# adresse IP fantaisiste 169.254.244.1



## Toz (25 Décembre 2010)

Joyeux Noël... Joyeux Noël... c'est vite dit! ;-)
Le réseau wifi sur lequel se connecte mon macbook en 10.6, me donne une adresse IP fantaisiste du genre 169.254.244.19. En faisant en Whois on apprend des choses en Anglais comme: LINKLOCAL, Blackhole-1.IANA.ORG (le lien) 

Pourquoi la freebox renvoie cette adresse à ce mac, alors qu'un iPhone, un autre mac, un HTC, une Nintendo DS, se voient assigner  de bonne adresses IP??
Hein?
Mon mac à un problème, mais lequel?

Allez, joyeux Noël...


----------



## eNeos (25 Décembre 2010)

Adresse pas si fantaisiste que cela 
APIPA sur Wikipedia

Après, il faut voir pourquoi ta freeboite n'attribue pas d'adresse ou pourquoi ton macbook la refuse.


----------



## Toz (25 Décembre 2010)

eNeos a dit:


> Adresse pas si fantaisiste que cela
> APIPA sur Wikipedia
> 
> Après, il faut voir pourquoi ta freeboite n'attribue pas d'adresse ou pourquoi ton macbook la refuse.

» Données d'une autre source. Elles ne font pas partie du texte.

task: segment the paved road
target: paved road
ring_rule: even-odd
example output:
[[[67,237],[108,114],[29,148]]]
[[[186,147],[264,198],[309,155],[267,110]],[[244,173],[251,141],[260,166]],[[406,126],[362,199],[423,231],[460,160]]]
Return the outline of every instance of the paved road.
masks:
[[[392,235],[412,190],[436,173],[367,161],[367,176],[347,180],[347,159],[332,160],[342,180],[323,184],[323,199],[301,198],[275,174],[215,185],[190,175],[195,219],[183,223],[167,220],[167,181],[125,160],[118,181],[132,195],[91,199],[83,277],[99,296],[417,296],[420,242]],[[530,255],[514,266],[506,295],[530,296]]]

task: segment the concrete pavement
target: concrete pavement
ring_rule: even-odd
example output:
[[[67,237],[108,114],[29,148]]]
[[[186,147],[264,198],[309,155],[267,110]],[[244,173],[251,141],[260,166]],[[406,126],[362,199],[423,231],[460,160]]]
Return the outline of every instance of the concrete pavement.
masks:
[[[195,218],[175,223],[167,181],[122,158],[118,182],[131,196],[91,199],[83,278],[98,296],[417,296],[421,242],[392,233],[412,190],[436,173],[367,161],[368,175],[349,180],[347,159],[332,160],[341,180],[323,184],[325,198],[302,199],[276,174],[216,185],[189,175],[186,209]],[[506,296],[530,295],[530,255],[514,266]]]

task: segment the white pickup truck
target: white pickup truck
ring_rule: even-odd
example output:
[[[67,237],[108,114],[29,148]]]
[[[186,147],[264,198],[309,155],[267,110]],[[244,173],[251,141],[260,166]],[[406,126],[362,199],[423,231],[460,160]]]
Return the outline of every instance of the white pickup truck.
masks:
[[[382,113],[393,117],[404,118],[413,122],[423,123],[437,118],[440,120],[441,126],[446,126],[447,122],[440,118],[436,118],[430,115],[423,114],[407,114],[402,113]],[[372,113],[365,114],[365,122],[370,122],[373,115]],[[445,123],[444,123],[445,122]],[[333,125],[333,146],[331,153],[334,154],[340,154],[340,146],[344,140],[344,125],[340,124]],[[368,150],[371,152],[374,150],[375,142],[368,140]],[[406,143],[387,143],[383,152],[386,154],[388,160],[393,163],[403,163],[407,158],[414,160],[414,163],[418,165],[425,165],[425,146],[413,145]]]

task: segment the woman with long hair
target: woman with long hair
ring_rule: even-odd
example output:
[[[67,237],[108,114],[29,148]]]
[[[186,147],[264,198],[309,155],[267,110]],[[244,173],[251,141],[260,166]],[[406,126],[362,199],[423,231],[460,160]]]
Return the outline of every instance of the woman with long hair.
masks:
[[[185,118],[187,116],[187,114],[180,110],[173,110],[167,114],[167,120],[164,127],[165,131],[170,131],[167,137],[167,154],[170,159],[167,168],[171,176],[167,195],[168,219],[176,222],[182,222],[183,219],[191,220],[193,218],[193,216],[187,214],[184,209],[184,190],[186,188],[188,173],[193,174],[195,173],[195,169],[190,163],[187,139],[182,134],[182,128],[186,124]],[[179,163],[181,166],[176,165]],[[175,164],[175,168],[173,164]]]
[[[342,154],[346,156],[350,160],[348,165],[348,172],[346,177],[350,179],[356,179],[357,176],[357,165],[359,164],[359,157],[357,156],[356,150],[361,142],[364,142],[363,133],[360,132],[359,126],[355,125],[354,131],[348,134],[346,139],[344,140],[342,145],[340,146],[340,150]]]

Ok. Alors oui, qu'est-ce qui peut bien bloquer le DHCP, pour que le mac décide d'utiliser ces adresses inutilisables?


----------



## Toz (25 Décembre 2010)

Voilà, une image de mon problème.
J'arrive à acceder à un freewifi, mais pas au réseau "Freeboxmarseille".
Quand je suis sur le réseau "freeboxmarseille " celui-ci n'a plus de cadenas. C'est normal?
J'accroche le réseau, mais celui ci m'attribue cette adresse bizarre.


----------



## Anonyme (26 Décembre 2010)

Moi j'ai trouvé, c'est le mot Marseille qui fou la grouille 

Non sans déconner, essaye en manuel et attribut lui une adresse pour voir si sa fonctionne


----------



## Toz (26 Décembre 2010)

JiX91 a dit:


> Moi j'ai trouvé, c'est le mot Marseille qui fou la grouille


Tu sais que j'y ai pensé! ;-)



JiX91 a dit:


> Non sans déconner, essaye en manuel et attribut lui une adresse pour voir si sa fonctionne


Je l'ai fait, mais ça ne marche pas. Par contre le problème est résolu!
On a changé le mot de passe WEP en mot de passe WPA: et Bingo, mon mac se voit assigner une adresse!
Dingue non? Si quelqu'un peut me l'expliquer, c'est pas de refus.


----------